Please refer to weakness.

Pls.

  1. What does the "correlation" metric specifically refer to in the experiments?
审稿意见
3

To tackle the biases in the observed data for urban event predictions, this paper proposed a GNN-based method to make use of both sparse unbiased ground truth rating data and biased crowdsourced report data. Through experiments with both semi-synthetic data and real-world data from NYC, the proposed method demonstrates enhanced accuracy in predicting true ratings and effectively reproduces demographic-related biases presented in crowdsourced reports.

优点

(1) Originality: This paper is unique in that it jointly uses sparse unbiased data and dense biased data to train GNNs for urban event forecasting. (2) Quality: The proposed model is evaluated on both semi-synthetic data and real-world data, demonstrating increased prediction accuracy and capability to capture the reporting biases related to demographic features. (3) Clarity: The presentation is generally clear and easy to follow, with proper usage of mathematical expressions and visualizations.

缺点

(1) Table 2 provides the impression that the full model is not significantly better than taking the reports-only model for predicting reports & the ratings-only model for predicting ratings.
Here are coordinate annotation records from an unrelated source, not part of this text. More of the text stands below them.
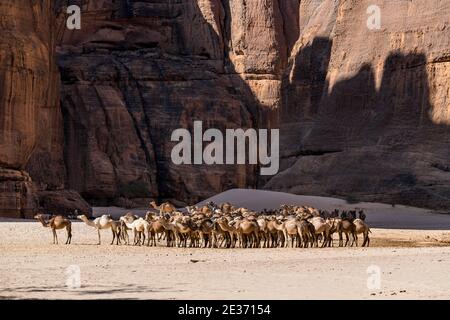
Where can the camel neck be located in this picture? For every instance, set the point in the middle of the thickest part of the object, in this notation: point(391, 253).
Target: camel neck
point(43, 222)
point(89, 222)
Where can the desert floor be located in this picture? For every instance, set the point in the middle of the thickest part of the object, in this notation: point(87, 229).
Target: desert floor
point(414, 264)
point(410, 246)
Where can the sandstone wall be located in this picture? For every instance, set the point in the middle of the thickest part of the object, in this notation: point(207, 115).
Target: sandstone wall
point(364, 114)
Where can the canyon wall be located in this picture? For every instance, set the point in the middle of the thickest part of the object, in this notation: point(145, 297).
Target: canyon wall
point(363, 114)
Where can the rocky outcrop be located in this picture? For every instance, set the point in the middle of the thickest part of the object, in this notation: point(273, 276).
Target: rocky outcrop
point(31, 135)
point(365, 112)
point(140, 70)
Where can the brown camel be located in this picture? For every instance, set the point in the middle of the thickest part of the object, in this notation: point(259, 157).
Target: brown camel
point(165, 207)
point(248, 232)
point(57, 223)
point(348, 228)
point(275, 230)
point(361, 227)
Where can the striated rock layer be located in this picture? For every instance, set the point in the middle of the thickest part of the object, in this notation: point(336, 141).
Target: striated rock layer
point(31, 127)
point(141, 69)
point(363, 114)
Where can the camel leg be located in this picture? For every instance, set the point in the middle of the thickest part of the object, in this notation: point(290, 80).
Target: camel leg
point(69, 234)
point(114, 237)
point(55, 237)
point(346, 239)
point(98, 232)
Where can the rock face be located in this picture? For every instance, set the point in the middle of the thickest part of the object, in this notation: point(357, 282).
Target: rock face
point(363, 114)
point(139, 70)
point(31, 127)
point(28, 91)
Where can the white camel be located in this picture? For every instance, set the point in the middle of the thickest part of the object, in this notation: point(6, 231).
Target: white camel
point(101, 223)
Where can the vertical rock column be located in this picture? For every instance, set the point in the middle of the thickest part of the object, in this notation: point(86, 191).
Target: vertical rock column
point(25, 56)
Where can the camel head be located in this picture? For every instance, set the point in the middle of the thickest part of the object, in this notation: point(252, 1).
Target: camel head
point(39, 216)
point(82, 217)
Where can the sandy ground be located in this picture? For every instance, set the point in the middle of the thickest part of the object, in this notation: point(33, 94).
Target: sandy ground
point(413, 263)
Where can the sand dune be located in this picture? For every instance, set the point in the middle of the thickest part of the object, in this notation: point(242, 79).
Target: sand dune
point(410, 246)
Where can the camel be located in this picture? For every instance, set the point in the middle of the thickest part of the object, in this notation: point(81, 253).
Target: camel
point(184, 228)
point(205, 229)
point(263, 232)
point(229, 232)
point(171, 231)
point(361, 227)
point(123, 227)
point(138, 226)
point(348, 228)
point(306, 233)
point(321, 227)
point(165, 207)
point(290, 230)
point(248, 232)
point(57, 223)
point(275, 229)
point(102, 223)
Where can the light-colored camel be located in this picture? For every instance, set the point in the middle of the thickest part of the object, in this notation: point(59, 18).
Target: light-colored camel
point(205, 229)
point(171, 231)
point(263, 231)
point(321, 227)
point(361, 227)
point(290, 230)
point(248, 231)
point(228, 232)
point(140, 227)
point(102, 223)
point(165, 207)
point(57, 223)
point(275, 228)
point(184, 229)
point(306, 232)
point(348, 228)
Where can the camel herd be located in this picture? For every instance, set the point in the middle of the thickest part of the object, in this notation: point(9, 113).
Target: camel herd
point(226, 226)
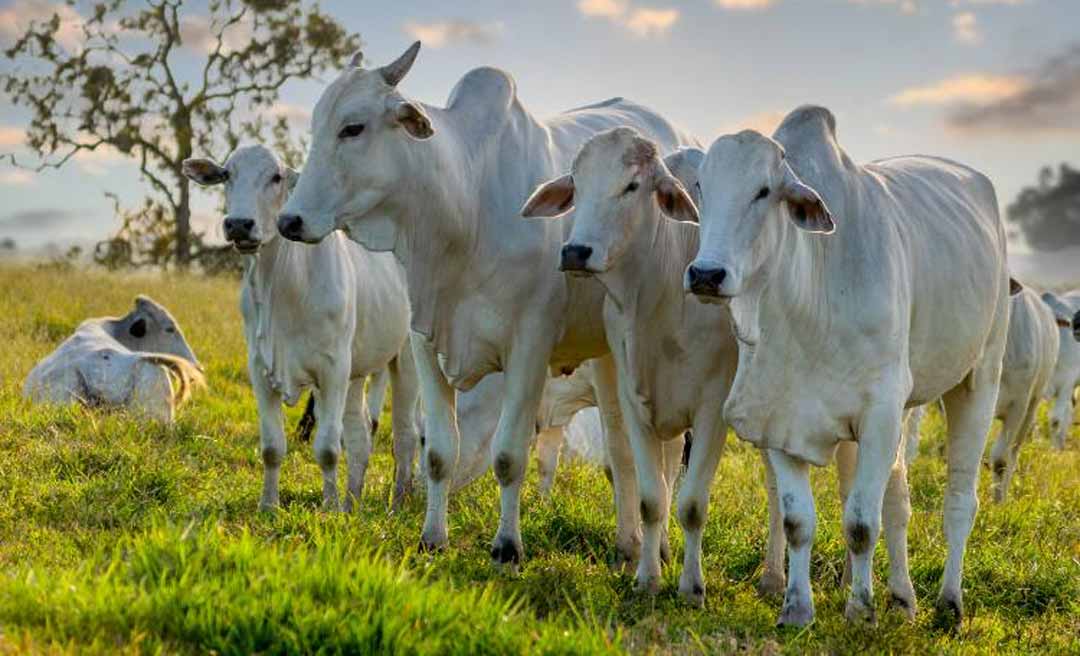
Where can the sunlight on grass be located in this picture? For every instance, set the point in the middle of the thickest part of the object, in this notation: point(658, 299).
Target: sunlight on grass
point(123, 536)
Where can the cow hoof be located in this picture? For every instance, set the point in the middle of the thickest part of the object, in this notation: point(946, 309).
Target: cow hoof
point(772, 584)
point(692, 593)
point(795, 614)
point(505, 551)
point(647, 585)
point(949, 611)
point(861, 611)
point(904, 602)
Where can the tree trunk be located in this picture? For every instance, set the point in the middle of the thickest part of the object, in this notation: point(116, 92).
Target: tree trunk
point(184, 226)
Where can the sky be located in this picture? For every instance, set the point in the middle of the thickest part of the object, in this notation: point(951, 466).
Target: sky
point(993, 83)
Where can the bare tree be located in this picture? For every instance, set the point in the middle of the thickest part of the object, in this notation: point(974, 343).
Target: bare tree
point(132, 88)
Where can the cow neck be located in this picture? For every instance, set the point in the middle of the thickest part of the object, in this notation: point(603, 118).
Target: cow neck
point(650, 272)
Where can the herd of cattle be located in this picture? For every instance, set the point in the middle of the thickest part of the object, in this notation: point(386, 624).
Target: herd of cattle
point(510, 271)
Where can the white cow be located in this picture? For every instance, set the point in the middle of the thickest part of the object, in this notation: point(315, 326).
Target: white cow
point(675, 359)
point(1067, 371)
point(442, 188)
point(327, 317)
point(839, 333)
point(1026, 371)
point(121, 362)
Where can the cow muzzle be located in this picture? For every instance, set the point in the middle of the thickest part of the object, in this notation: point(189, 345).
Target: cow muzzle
point(705, 281)
point(575, 258)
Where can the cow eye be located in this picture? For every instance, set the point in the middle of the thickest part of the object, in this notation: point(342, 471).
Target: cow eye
point(350, 131)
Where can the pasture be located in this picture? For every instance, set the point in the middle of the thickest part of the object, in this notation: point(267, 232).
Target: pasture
point(123, 536)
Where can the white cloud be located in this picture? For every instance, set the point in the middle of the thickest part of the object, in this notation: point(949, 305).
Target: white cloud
point(642, 22)
point(766, 122)
point(454, 31)
point(15, 177)
point(967, 89)
point(744, 4)
point(17, 16)
point(966, 28)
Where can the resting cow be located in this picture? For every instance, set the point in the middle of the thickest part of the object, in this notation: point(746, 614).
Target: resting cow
point(838, 333)
point(327, 317)
point(127, 362)
point(1066, 371)
point(442, 188)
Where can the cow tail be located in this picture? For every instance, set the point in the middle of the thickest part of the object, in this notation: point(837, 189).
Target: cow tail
point(307, 424)
point(188, 376)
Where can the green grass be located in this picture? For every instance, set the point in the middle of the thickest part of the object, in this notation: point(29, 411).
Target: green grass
point(122, 536)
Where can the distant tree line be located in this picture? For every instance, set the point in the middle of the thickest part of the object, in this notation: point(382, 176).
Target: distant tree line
point(1048, 214)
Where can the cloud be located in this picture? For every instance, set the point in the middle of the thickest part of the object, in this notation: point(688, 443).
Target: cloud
point(743, 4)
point(17, 16)
point(294, 114)
point(11, 136)
point(44, 218)
point(651, 22)
point(1048, 102)
point(642, 22)
point(15, 177)
point(966, 89)
point(455, 31)
point(966, 28)
point(766, 122)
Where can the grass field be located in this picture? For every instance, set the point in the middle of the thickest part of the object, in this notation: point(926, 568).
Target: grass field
point(122, 536)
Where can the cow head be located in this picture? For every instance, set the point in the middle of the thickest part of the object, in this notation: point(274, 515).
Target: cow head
point(748, 189)
point(256, 185)
point(361, 131)
point(150, 328)
point(616, 184)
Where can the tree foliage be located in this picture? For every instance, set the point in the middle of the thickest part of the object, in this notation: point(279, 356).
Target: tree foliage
point(1048, 214)
point(158, 83)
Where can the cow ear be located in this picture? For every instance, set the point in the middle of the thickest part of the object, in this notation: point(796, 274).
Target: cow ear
point(551, 199)
point(414, 120)
point(674, 200)
point(806, 208)
point(292, 176)
point(203, 172)
point(137, 329)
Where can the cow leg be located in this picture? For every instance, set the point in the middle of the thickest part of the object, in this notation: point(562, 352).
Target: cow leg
point(772, 576)
point(441, 440)
point(628, 539)
point(800, 522)
point(710, 436)
point(1014, 429)
point(405, 386)
point(655, 505)
point(673, 463)
point(847, 455)
point(970, 411)
point(376, 397)
point(271, 440)
point(329, 414)
point(356, 425)
point(526, 373)
point(878, 445)
point(549, 443)
point(895, 514)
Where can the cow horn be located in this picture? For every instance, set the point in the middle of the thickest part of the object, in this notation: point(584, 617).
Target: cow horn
point(396, 70)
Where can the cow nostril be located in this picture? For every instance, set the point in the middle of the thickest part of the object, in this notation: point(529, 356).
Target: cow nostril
point(291, 226)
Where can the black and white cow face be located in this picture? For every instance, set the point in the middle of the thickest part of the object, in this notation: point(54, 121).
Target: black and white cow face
point(150, 328)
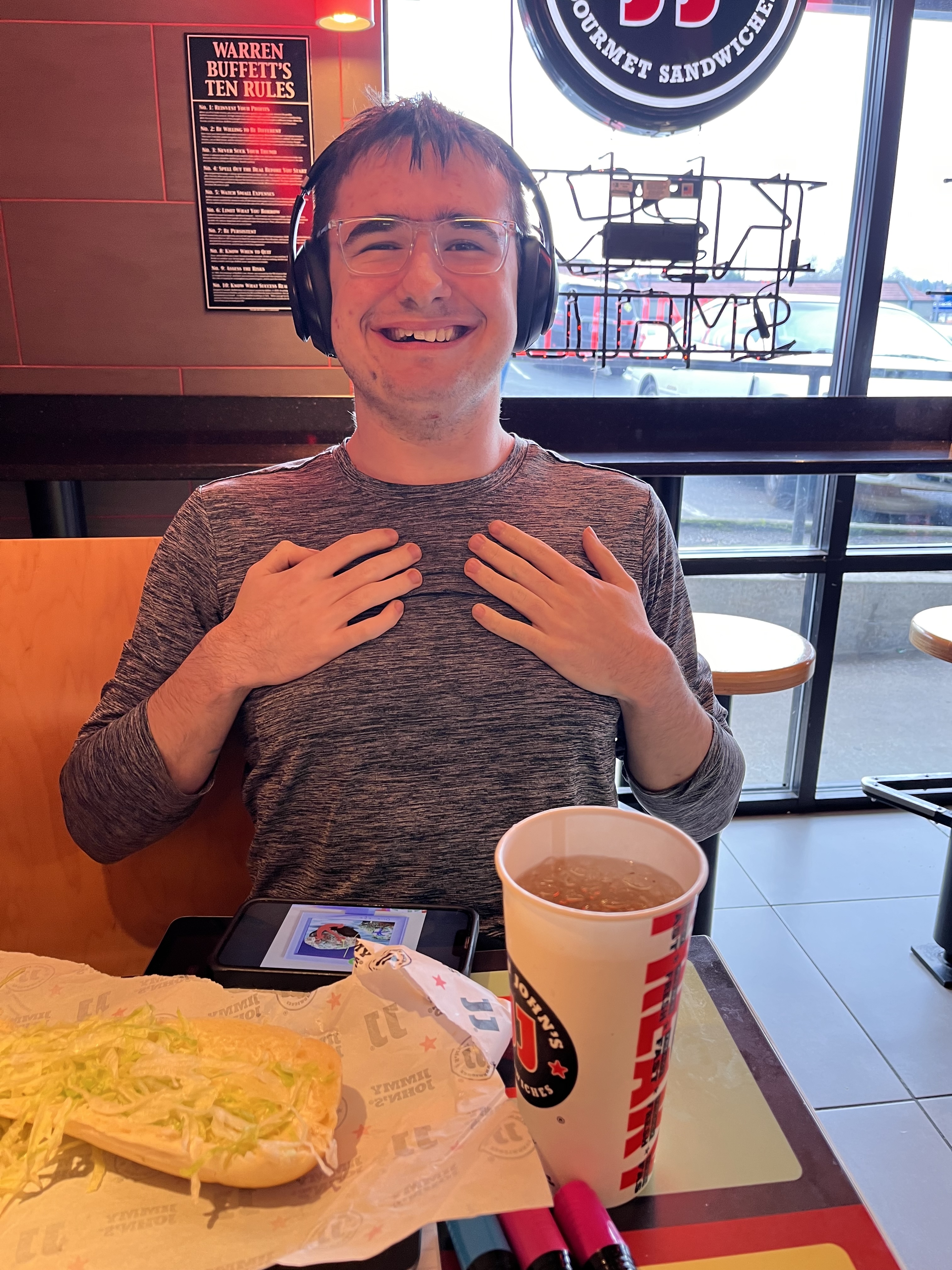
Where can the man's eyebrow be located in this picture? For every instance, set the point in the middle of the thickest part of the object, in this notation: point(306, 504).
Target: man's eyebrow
point(445, 214)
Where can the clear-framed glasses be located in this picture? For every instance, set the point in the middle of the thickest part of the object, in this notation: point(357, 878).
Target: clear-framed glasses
point(382, 244)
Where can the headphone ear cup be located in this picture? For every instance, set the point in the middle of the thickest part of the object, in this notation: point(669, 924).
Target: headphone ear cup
point(526, 294)
point(536, 296)
point(309, 289)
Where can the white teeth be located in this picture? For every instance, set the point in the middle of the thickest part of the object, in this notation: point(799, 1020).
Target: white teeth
point(442, 336)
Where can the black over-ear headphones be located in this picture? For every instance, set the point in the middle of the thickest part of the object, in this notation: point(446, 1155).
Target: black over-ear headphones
point(309, 283)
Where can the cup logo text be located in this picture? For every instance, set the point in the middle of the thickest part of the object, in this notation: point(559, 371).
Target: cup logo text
point(546, 1067)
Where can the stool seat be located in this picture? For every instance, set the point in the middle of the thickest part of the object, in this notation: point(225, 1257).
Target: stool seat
point(749, 657)
point(931, 632)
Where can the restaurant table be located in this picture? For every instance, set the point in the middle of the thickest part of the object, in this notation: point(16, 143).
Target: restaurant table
point(744, 1175)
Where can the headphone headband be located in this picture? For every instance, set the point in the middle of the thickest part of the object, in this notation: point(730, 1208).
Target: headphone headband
point(309, 279)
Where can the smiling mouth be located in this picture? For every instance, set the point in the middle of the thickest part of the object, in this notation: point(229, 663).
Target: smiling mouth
point(440, 336)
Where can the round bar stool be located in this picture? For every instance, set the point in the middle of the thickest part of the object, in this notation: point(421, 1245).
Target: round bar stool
point(747, 657)
point(931, 632)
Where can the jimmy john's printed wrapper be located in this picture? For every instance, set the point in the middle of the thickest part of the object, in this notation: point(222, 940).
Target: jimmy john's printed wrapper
point(596, 998)
point(426, 1131)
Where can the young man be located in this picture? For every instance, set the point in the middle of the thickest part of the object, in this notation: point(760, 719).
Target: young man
point(424, 634)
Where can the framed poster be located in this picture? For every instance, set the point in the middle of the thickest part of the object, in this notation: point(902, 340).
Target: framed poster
point(253, 145)
point(658, 66)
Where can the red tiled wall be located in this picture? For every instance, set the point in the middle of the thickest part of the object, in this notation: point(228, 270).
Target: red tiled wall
point(101, 276)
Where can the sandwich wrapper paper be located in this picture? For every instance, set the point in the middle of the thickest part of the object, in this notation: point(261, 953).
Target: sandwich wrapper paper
point(426, 1131)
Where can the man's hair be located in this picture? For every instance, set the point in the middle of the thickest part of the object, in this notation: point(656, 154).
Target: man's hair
point(427, 125)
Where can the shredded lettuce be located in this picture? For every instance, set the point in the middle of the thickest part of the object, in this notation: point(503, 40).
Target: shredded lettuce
point(146, 1073)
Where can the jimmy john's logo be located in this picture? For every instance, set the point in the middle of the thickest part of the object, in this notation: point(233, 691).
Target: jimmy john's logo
point(545, 1061)
point(659, 65)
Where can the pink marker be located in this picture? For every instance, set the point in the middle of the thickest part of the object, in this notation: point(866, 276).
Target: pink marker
point(592, 1235)
point(536, 1240)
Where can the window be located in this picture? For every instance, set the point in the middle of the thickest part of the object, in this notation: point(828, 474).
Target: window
point(913, 355)
point(751, 512)
point(784, 126)
point(889, 705)
point(762, 724)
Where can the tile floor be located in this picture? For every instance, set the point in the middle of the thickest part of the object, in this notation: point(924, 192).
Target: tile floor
point(815, 916)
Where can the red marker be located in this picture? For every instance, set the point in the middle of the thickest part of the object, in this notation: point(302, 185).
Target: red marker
point(592, 1235)
point(536, 1240)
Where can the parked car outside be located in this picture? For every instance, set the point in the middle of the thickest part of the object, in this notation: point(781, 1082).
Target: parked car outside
point(910, 358)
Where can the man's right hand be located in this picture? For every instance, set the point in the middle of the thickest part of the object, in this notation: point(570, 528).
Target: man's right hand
point(291, 618)
point(292, 611)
In other words, there seems to be no ‘1+1>2’ effects here. It is unclear what are the benefits brought by fusing these two sources of data into one model for predicting reports and ratings. (2) Figures 2-4 only compares the full model with the reports-only model on predicting ratings breaking down by event types. It is not clear how the full model compares with the rating-only model on these dimensions. (3) Some results are presented with inadequate considerations on the statistical significance: For example, the results are obtained across multiple synthetic datasets, so I would expect the report on deviations besides mean/median. Similarly, in Figure 2 (a) and Figure 3, it is a bit strange why the ‘Mean’ results are presented without error bars.

问题

(1) Corresponding to the first point in ‘Weaknesses’, what are the benefits brought by fusing these two sources of data into one model for predicting reports and ratings? (2) Comparing the full model with the reports-only model, do the performance gains come solely from being able to access part of the true rating data? Because this may provide a lot more information on the true data distribution than the reports data even in the absence of data leakage. (3) Corresponding to the second point in ‘Weaknesses’, how does the full model compare with the rating-only model on Figures 2-4? (4) Corresponding to the third point in ‘Weaknesses’, I would suggest refine the tables and figures to include deviances/error bars.

撤稿通知

I have read and agree with the venue's withdrawal policy on behalf of myself and my co-authors.

评论

Thank you to all the reviewers for your time! The feedback is invaluable and we'll certainly take these suggestions into account as we revise!